As I usually do when I am panicking, I composed myself enough to leave the bedroom. I know that he cares but there is nothing that makes me feel worse than Brodie seeing me in this state. So, I leave and I go to the furtherest room away from him, the lounge room. I don't tun any lights on because even I don't want to see myself in this state. 

I throw myself on the lounge and attempt to regain some breath, to try the controlled breathing I had been teaching myself to do for months in wait of this exact moment. I clear my mind- I focus instead on the things around me- what am I sitting on? What does it feel like? Can I hear anything? The weight begins to subside. 

I close my eyes and study the back of my eyelids for a while, my breaths are still shaking. What could possibly have set this off? I went to bed in a good mood. I could feel that anxious tension at the back of my chest but I was convinced I had days, maybe even weeks before it exploded. I was wrong. 

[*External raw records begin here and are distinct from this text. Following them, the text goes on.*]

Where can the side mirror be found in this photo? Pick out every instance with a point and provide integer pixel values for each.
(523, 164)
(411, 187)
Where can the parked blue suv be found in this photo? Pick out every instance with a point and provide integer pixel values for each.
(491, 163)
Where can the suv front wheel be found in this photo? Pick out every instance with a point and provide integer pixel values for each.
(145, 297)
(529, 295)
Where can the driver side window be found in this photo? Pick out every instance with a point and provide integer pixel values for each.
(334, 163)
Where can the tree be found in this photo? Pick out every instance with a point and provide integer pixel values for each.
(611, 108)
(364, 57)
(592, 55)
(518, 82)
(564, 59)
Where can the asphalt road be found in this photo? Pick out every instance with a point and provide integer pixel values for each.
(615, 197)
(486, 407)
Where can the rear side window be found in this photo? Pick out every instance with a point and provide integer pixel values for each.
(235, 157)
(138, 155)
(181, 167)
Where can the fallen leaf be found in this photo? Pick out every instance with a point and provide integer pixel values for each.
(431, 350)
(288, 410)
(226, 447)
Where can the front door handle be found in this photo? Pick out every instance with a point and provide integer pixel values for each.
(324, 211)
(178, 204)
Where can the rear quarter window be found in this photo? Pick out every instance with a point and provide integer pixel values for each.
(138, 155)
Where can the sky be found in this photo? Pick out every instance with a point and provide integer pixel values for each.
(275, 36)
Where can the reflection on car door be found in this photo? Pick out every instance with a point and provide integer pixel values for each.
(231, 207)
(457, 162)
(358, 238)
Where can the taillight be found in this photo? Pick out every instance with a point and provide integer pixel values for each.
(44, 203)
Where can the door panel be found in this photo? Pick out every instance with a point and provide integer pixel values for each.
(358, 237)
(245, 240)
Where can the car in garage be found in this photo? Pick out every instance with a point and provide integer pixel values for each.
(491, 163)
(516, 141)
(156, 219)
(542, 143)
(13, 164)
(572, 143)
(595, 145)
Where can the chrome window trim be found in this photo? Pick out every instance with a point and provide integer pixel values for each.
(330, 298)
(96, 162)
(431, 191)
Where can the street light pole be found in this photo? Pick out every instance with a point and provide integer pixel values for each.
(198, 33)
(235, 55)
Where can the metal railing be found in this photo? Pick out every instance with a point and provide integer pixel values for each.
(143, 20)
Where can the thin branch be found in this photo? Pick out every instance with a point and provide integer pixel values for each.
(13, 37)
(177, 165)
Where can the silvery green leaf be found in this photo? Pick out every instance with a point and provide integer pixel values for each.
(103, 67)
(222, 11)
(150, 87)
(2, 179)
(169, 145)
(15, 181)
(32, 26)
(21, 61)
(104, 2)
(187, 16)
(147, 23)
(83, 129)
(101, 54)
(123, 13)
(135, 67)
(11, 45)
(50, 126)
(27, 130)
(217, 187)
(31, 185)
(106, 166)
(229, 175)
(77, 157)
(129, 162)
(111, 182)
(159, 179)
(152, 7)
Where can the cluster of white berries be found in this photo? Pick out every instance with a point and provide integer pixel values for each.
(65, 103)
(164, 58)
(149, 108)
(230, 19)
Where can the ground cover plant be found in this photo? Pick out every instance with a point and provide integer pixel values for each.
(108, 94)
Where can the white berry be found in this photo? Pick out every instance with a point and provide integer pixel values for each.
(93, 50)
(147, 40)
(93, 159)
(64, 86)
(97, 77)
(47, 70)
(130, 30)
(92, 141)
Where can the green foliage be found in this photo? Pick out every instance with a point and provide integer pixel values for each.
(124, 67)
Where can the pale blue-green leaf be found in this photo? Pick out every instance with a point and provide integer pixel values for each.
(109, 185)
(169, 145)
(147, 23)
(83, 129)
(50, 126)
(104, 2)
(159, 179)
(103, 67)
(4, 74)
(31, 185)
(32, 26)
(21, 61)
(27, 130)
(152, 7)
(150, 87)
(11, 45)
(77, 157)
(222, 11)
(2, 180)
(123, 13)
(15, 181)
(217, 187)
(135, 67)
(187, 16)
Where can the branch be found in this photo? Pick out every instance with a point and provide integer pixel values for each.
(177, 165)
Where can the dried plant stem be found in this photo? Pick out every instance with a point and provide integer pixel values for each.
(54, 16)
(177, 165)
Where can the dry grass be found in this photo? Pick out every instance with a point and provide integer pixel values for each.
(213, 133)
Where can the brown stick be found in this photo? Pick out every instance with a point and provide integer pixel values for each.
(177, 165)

I feel weak, like someone has just pulled me from a near death experience with drowning. I feel like I have nothing left in me. Can I even make it back to my bed? Can I even stand? Will I have to crawl back to bed or does that take more energy? 

I do get back to bed, but the amount of energy it takes makes it seem like I had just run a marathon instead of walked the ten metres from the lounge room to the bedroom. 

I still don't remember what I was dreaming about to cause my first anxiety attack in two months- I probably don't want to remember. The not remembering is probably my minds way of protecting me. 

This morning felt like it dragged on for two days. My morning walk was ten minutes slower than it usually is and I found myself counting down the kilometres to home. I considered cutting it short but knew it would do nothing but make me feel more anxious. My morning walk always helps and this morning it did, but not enough. 

My morning workout was terrible. My lifts were terrible, I had no energy to jump around. I found myself squatting down and having to really push myself to get back up. It took me half an hour longer than usual to get through my sets. Longer rest periods mean I was giving myself more of a break but I was also giving myself more time to think- which I didn't want, but still did anyway. 

I think I forgot how to deal with the day after an anxiety attack. It almost feels worse than the actual attack. I wanted nothing more than to lay in bed and sleep off my feelings of anxiousness. I wanted to watch trashy TV and not think about my chest muscles aching from trying desperately to steady my breath. 

I don't want to think about the things that lead up to this. But I have too. Because I don't want to have to go through this again and again. 

Hey guys!
There has not been a lot of mental health chat on this blog lately, largely due to the fact that I have been feeling GREAT and when things are going good- there just isn't that much to talk about. It could have been that kind of cockiness, the "ooh my mental health is going so good!" that made a higher force send me an anxiety attack in the dead of the night- but that is completely fine. It has signalled to me that I need to sort some shit out, I need to sort my head out. Its proof that you can convince yourself that you're fine, even when you know you aren't. And that is a whole lot easier to deal with it as it comes than in one big clusterfuck.